Outra publicação mostrou que o peso e a altura estavam pouco associados à
função pulmonar aos três anos de idade, mas fortemente associados aos seis anos
[37], o que também está de acordo com os resultados deste estudo, cuja amostra
foi constituída por indivíduos com idade a partir de 7
anos.
A redução do PFT
observada no presente estudo reforça a importância de que esta avaliação seja
realizada nos indivíduos com FC, pois a tosse é um mecanismo fundamental para a
prevenção de infecções [9,38] e deve ser monitorada nas avaliações e
reavaliações desses pacientes. Tem sido evidenciada boa reprodutibilidade da
avaliação do PFT por meio do medidor analógico portátil de pico de fluxo
expiratório [10,11], inclusive para crianças a partir de 4
anos [11], e boa acurácia desse tipo de medidor em comparação com o pneumotacógrafo, considerado padrão ouro para essa medida
[10]. Apenas uma publicação relatou inacurácia do
aparelho portátil em comparação com o pneumotacógrafo
[39]. Com um método fácil e de baixo custo para o monitoramento do PFT é
possível planejar intervenções que contribuam para a melhora desta variável
[27], sendo também importante a realização de estudos que busquem evidências
sobre as intervenções que tenham impacto positivo no PFT e em outras variáveis espirométricas em pacientes com FC, como um estudo recente
que mostrou que o método Pilates melhora o PFE em
pacientes com doença pulmonar obstrutiva crônica [33].
As principais
limitações do estudo foram o número reduzido de participantes e a amostra de
conveniência, que impossibilitam a generalização dos resultados. Contudo,
segundo o Registro Brasileiro de FC [40], o total de pacientes cadastrados e em
tratamento para FC no ES, incluindo adultos e crianças era 135 no último
relatório, e o estudo foi realizado no único centro de referência pediátrico do
ES para o tratamento da FC, para o qual são encaminhados pacientes de todos os
municípios do ES após a triagem neonatal ou o diagnóstico de FC [35,40]. O
centro de referência tinha, no período da coleta de dados, 48 pacientes
cadastrados na faixa etária estudada, sendo assim, embora pequena, a amostra
corresponde a aproximadamente 35,42% dos indivíduos com FC do ES, nesta faixa
etária.
Outra limitação do
estudo, foi a falta de valores de referência
brasileiros para o PFT em crianças e adolescente na faixa etária estudada.

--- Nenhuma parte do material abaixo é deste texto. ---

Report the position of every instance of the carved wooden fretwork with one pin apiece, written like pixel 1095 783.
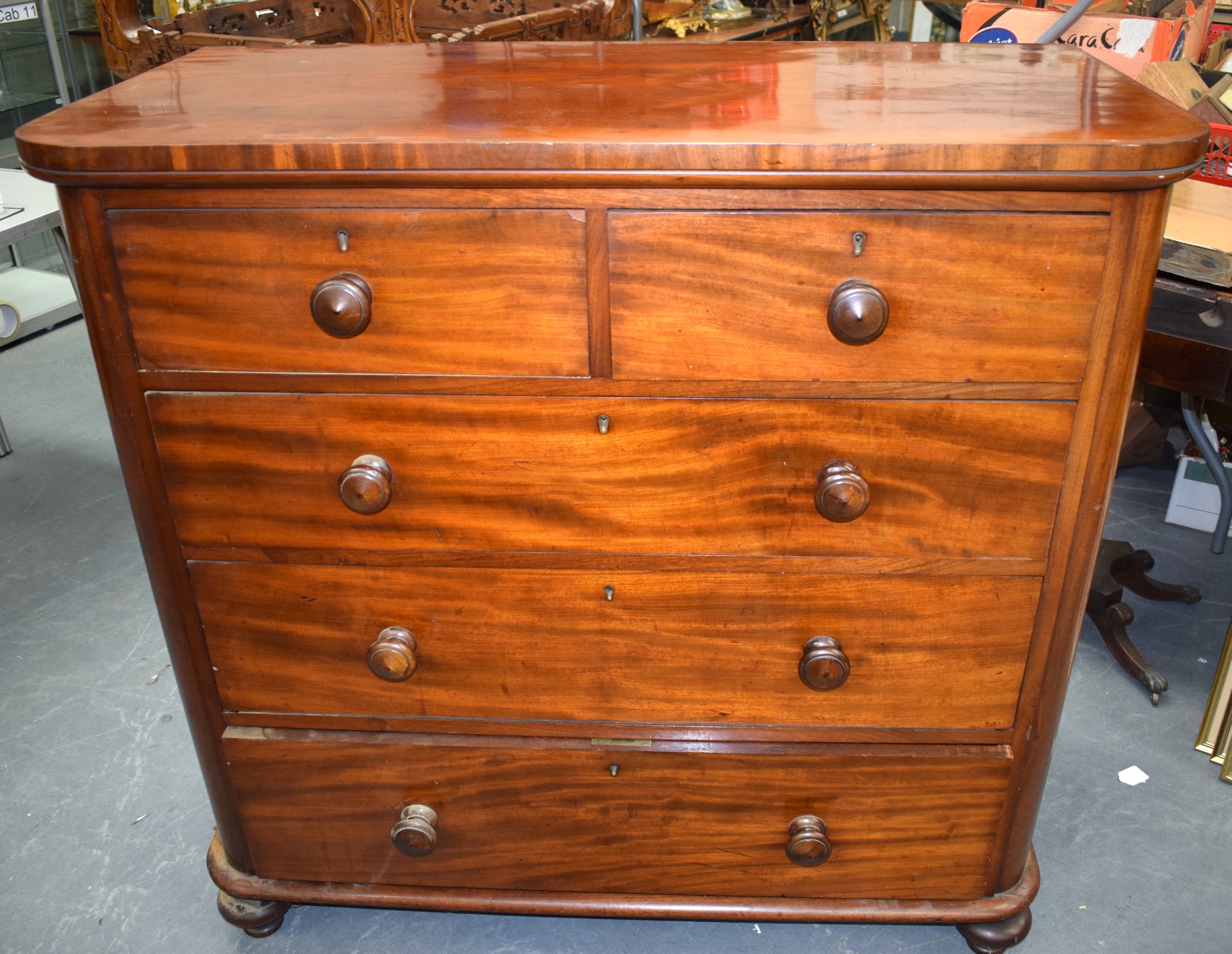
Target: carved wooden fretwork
pixel 133 46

Contudo, devemos salientar que um estudo recente avaliou o PFT em crianças
brasileiras saudáveis em idade pré-escolar (4 a 6 anos) [11] e encontrou, para
esta faixa etária, resultados dentro da faixa de normalidade dos valores
descritos por Bianchi e Baiardi [19], o que reforça a
possibilidade de utilização dos mesmos como parâmetros no presente estudo.
O PFT apresentou-se
reduzido nas crianças e adolescentes com FC da amostra estudada, sendo essa
redução mais acentuada nos indivíduos colonizados por Pseudomonas aeruginosa do que nos indivíduos
colonizados por Staphylococcus aureus.
Com relação ao estado
nutricional, houve alta prevalência de indivíduos que apresentavam risco
nutricional, mas não foi encontrada correlação entre o PFT e o estado nutrional, e também não foi observada associação entre o
estado nutricional e a colonização bacteriana.
Considerando que a
colonização por Pseudomonas aeruginosa é
um dos mais importantes preditores de mortalidade na
FC e que a tosse é um mecanismo fisiológico fundamental para a prevenção de
infecções respiratórias, são necessários mais estudos sobre a associação dessas
variáveis em pacientes com FC, pois a literatura é escassa com relação a este
assunto, bem como sobre valores de referência para o PFT em crianças e
adolescentes brasileiros.
A redução do PFT
observada no presente estudo também evidencia a importância de que esta
variável seja avaliada e monitorada ao longo do tempo nos pacientes com fibrose
cística, o que pode contribuir para o planejamento de intervenções direcionadas
para prevenir a redução da eficácia da tosse nesses pacientes.